Selon Richard Howard, spécialiste du VIH/sida du BIT pour la région Asie et Pacifique, «on estime que, grâce à la formation dans les établissements professionnels, cinq millions d’étudiants seront concernés en Chine au cours des cinq prochaines années».

«C’est rafraîchissant et encourageant de voir des professeurs et des élèves interagir de manière vivante et imaginative sur des sujets relativement intimes», a déclaré le coordinateur pays de l’ONUSIDA en Chine. «Des programmes comme celui qui est financé par l’OIT peuvent servir de modèle pour toucher des dizaines de millions de jeunes et leurs partenaires en Chine, à l’âge où ils sont le plus enclins à avoir des comportements à risque vis-à-vis du VIH et d’autres infections sexuellement transmissibles.»

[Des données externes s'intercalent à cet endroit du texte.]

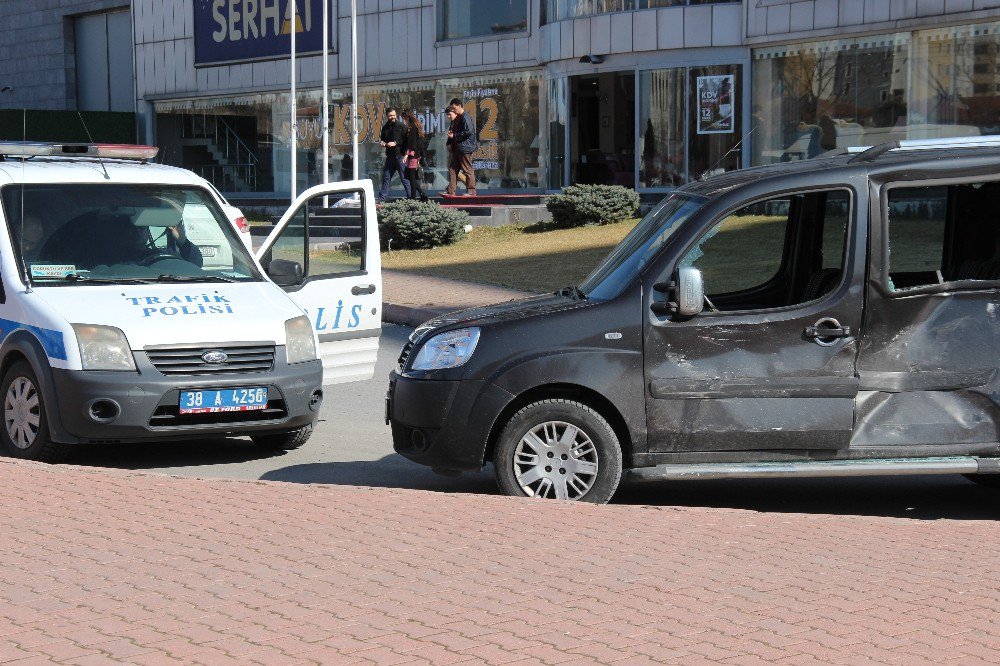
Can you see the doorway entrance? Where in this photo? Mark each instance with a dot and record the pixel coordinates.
(602, 138)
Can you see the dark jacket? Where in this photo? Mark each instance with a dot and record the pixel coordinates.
(465, 135)
(393, 132)
(413, 142)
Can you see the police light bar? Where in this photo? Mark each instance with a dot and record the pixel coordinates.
(121, 151)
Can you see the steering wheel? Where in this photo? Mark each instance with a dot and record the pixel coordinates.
(153, 258)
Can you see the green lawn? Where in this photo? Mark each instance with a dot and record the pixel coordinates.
(516, 257)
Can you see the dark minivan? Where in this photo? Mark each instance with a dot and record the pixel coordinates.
(829, 317)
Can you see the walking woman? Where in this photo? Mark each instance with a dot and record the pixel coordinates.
(413, 146)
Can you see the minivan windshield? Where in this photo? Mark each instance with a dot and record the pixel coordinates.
(640, 245)
(70, 234)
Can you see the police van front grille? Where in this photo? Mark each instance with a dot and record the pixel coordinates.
(189, 361)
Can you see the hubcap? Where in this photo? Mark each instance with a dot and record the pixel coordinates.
(556, 460)
(21, 412)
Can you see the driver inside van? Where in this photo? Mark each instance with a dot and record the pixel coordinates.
(178, 243)
(95, 239)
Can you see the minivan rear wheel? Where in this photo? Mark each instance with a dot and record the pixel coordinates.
(558, 449)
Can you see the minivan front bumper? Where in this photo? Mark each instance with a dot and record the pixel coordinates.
(147, 403)
(443, 424)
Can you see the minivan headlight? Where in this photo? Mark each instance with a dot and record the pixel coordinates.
(103, 348)
(300, 344)
(447, 350)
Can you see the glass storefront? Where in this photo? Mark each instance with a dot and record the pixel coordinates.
(461, 19)
(241, 144)
(558, 10)
(690, 123)
(813, 97)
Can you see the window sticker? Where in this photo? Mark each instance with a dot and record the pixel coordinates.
(52, 271)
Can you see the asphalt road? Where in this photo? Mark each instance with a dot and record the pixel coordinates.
(352, 446)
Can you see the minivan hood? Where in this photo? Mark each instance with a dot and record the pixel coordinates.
(508, 311)
(166, 314)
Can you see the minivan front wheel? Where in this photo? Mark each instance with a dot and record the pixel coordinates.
(558, 449)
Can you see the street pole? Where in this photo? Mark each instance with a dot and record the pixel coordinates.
(354, 89)
(293, 128)
(326, 91)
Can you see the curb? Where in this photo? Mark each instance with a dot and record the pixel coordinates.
(407, 315)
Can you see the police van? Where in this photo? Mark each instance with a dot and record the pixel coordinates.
(131, 311)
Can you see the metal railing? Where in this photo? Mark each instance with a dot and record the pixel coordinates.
(235, 158)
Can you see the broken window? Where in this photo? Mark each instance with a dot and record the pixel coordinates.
(775, 253)
(940, 234)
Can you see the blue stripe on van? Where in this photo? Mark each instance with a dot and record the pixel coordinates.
(52, 341)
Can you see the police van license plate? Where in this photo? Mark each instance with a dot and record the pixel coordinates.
(225, 400)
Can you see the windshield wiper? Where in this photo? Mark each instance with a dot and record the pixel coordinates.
(573, 292)
(192, 278)
(73, 277)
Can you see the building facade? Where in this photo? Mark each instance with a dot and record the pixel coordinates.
(67, 55)
(644, 93)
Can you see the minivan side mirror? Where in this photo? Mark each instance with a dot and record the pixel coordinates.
(685, 297)
(285, 273)
(690, 291)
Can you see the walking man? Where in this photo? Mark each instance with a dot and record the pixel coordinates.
(391, 138)
(464, 143)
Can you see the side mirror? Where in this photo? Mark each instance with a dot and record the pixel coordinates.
(685, 298)
(690, 292)
(285, 273)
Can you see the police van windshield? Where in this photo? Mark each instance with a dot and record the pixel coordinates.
(641, 244)
(78, 234)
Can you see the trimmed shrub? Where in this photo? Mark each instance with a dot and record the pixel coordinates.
(413, 225)
(581, 205)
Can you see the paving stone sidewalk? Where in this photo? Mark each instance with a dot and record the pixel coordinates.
(109, 566)
(411, 299)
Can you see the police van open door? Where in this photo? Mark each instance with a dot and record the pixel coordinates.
(325, 253)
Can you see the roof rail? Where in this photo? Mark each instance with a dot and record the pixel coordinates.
(870, 153)
(121, 151)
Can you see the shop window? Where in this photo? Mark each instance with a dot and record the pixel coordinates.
(818, 96)
(942, 234)
(241, 143)
(558, 10)
(690, 124)
(774, 253)
(461, 19)
(104, 62)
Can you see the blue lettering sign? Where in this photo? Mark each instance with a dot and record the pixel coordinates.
(227, 31)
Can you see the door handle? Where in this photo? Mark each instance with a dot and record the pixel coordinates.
(826, 331)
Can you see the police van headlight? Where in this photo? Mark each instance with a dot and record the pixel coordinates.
(103, 348)
(447, 350)
(300, 345)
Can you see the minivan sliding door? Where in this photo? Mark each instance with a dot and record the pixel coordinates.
(770, 362)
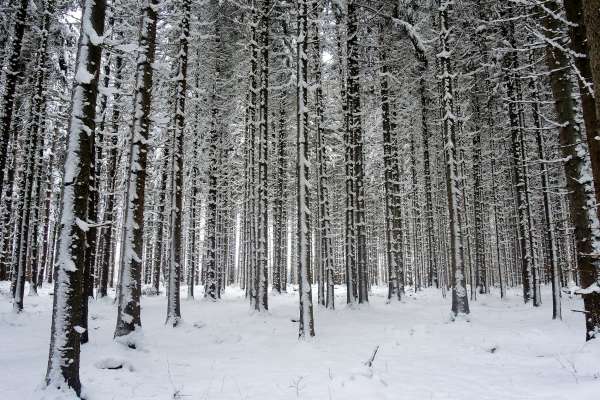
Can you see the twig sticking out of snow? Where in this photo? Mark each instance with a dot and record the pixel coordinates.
(369, 362)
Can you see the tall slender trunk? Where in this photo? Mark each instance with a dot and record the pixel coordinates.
(13, 73)
(582, 199)
(63, 359)
(460, 301)
(132, 240)
(306, 324)
(176, 259)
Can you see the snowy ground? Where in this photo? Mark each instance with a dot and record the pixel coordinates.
(223, 351)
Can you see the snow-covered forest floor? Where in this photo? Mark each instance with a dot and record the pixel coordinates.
(224, 351)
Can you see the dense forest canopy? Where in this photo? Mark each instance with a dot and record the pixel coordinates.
(148, 145)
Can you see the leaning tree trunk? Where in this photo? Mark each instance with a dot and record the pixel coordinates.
(63, 360)
(132, 240)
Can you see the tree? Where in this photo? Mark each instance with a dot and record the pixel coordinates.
(63, 360)
(306, 325)
(132, 240)
(460, 301)
(176, 256)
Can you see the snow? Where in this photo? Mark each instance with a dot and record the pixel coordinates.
(224, 351)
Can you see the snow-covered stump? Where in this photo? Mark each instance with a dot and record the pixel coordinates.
(63, 359)
(128, 317)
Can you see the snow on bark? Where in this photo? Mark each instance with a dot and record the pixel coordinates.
(306, 324)
(460, 301)
(176, 257)
(63, 359)
(128, 318)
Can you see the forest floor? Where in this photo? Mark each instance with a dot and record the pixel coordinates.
(224, 351)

Renforcer les capacités des syndicats du Guyana

«Le programme de l’OIT est une occasion dont nous nous sommes emparés», déclare Dale Beresford, coordinateur VIH/sida du Congrès des syndicats du Guyana (GTUC en anglais). «Le GTUC ne disposait pas des ressources financières nécessaires pour élaborer une politique et un plan d’action ou pour mener une formation à grande échelle. Cependant, l’initiative de l’OIT lui a offert l’occasion d’utiliser les ressources humaines des syndicats pour permettre à leurs membres de renforcer leurs capacités pour répondre à l’épidémie. Le résultat final est que les membres formés sont capables de contacter les autres travailleurs, y compris ceux qui vivent avec le VIH. Sans l’intervention de l’OIT, cela aurait été impossible. Cela a approfondi nos connaissances et élargi nos horizons.»

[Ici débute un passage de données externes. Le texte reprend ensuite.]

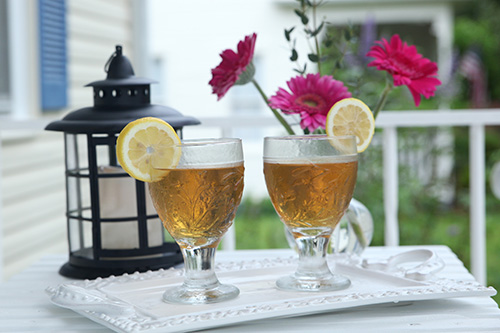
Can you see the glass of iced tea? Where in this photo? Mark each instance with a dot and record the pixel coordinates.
(310, 180)
(197, 201)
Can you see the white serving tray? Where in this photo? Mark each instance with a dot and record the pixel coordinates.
(133, 303)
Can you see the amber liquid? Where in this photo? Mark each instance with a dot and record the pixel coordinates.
(197, 206)
(311, 198)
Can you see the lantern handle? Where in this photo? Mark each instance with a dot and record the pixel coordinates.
(118, 52)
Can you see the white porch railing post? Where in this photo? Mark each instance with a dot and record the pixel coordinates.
(1, 215)
(229, 240)
(477, 202)
(390, 166)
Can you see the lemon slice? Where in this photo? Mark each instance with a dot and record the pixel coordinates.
(350, 116)
(146, 140)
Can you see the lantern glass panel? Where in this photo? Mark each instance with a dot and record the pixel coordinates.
(76, 151)
(116, 195)
(119, 235)
(80, 237)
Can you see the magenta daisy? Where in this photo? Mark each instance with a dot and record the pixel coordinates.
(233, 64)
(311, 97)
(406, 66)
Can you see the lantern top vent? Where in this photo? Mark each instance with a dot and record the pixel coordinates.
(119, 99)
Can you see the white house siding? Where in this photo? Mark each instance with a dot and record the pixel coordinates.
(32, 164)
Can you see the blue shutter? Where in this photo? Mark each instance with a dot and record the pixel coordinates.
(53, 54)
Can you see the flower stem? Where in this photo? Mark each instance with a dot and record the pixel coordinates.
(278, 116)
(383, 99)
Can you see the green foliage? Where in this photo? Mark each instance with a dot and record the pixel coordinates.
(258, 226)
(477, 26)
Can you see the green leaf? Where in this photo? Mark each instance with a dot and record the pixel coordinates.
(302, 16)
(313, 57)
(347, 34)
(317, 31)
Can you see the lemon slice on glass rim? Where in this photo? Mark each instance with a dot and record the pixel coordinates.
(146, 140)
(350, 116)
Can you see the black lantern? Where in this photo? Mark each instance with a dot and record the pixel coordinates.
(112, 226)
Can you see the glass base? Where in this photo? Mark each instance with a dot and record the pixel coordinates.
(183, 295)
(328, 283)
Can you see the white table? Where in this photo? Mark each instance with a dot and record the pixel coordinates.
(24, 306)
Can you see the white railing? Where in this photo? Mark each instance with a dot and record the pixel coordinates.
(476, 120)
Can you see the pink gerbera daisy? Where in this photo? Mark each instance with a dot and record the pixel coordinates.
(406, 66)
(232, 66)
(311, 97)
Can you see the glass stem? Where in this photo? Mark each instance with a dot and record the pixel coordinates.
(312, 257)
(199, 268)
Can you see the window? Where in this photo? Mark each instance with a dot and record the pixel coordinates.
(53, 54)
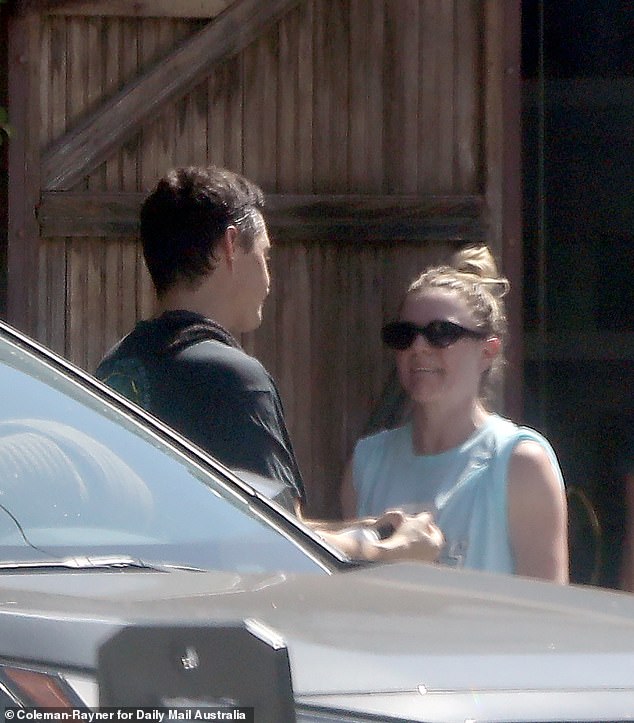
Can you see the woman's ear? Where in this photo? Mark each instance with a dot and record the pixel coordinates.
(492, 347)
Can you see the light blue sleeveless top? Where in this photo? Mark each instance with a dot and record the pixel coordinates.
(464, 487)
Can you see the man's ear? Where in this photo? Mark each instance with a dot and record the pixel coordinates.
(227, 246)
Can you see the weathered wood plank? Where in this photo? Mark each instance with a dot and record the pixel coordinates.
(366, 152)
(24, 171)
(401, 107)
(331, 105)
(259, 140)
(82, 149)
(140, 8)
(357, 219)
(468, 80)
(502, 33)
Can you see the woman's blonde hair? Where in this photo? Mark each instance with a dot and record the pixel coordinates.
(473, 274)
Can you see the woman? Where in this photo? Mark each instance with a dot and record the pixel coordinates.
(495, 489)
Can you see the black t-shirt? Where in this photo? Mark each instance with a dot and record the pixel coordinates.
(191, 373)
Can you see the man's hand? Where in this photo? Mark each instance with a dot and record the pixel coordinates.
(391, 537)
(404, 537)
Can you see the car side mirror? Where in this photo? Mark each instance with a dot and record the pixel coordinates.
(235, 666)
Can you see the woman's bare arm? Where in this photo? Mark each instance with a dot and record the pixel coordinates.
(537, 514)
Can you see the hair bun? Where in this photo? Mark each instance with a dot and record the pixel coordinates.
(479, 261)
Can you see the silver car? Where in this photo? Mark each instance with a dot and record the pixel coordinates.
(110, 522)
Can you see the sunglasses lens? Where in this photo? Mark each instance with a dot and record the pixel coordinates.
(442, 334)
(398, 335)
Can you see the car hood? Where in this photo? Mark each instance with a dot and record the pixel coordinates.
(385, 629)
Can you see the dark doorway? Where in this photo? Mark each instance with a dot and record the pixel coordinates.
(578, 161)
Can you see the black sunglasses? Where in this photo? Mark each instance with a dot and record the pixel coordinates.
(440, 334)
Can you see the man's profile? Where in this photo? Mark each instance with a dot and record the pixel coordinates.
(206, 247)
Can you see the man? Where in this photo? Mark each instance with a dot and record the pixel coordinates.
(206, 247)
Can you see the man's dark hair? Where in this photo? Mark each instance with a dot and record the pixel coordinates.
(185, 216)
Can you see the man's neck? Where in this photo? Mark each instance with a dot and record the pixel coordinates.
(198, 300)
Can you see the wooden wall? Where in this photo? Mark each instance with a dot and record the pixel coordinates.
(366, 122)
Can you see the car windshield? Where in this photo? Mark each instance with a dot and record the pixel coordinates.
(79, 477)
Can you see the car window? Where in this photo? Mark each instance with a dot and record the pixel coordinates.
(79, 477)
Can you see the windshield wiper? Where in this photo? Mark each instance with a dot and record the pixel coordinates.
(98, 562)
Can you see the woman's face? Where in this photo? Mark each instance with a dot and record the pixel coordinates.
(452, 374)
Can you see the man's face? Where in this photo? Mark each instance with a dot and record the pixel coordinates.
(251, 269)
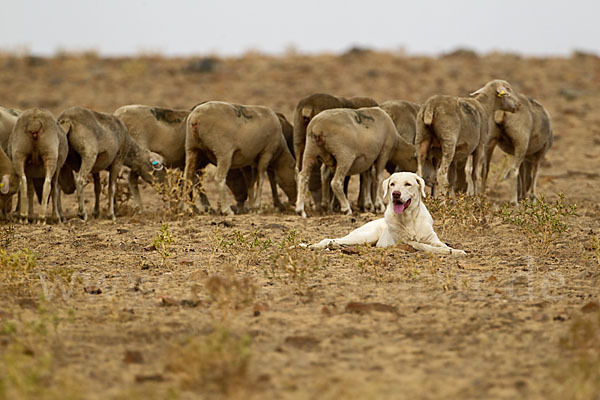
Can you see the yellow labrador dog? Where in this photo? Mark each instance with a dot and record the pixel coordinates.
(406, 220)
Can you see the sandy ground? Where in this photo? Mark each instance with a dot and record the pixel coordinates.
(234, 312)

Le GTUC, qui compte 15 syndicats affiliés, s’est maintenant engagé à inclure des clauses relatives au VIH dans toutes ses conventions collectives. Il a élaboré une politique et un plan d’action de lutte contre le sida qui comprend un cadre d’application; il a sensibilisé la direction des syndicats affiliés dans les comtés de Demerara, Berbice et Essequibo.

Le soutien de l’OIT au GTUC fait partie d’un programme d’éducation sur le lieu de travail au Guyana qui met tout particulièrement l’accent sur le renforcement des capacités, pour permettre aux partenaires gouvernementaux, syndicaux et patronaux d’élaborer et d’appliquer leurs propres interventions sur le VIH au travail. A ce jour, 23 entreprises du secteur public et des secteurs de l’agriculture, de la pêche, de la banque, de l’hôtellerie, de l’industrie, des mines, de la forêt et de la sécurité privée disposent de programmes sur le VIH/sida en milieu de travail.

Le programme d’éducation au travail sur le VIH/sida à l’initiative du gouvernement du Guyana, de l’OIT et du ministère du Travail des Etats-Unis a démarré en 2003 et a été étendu en 2006, avec le soutien du Plan d’urgence américain d’aide contre le sida (PEPFAR en anglais).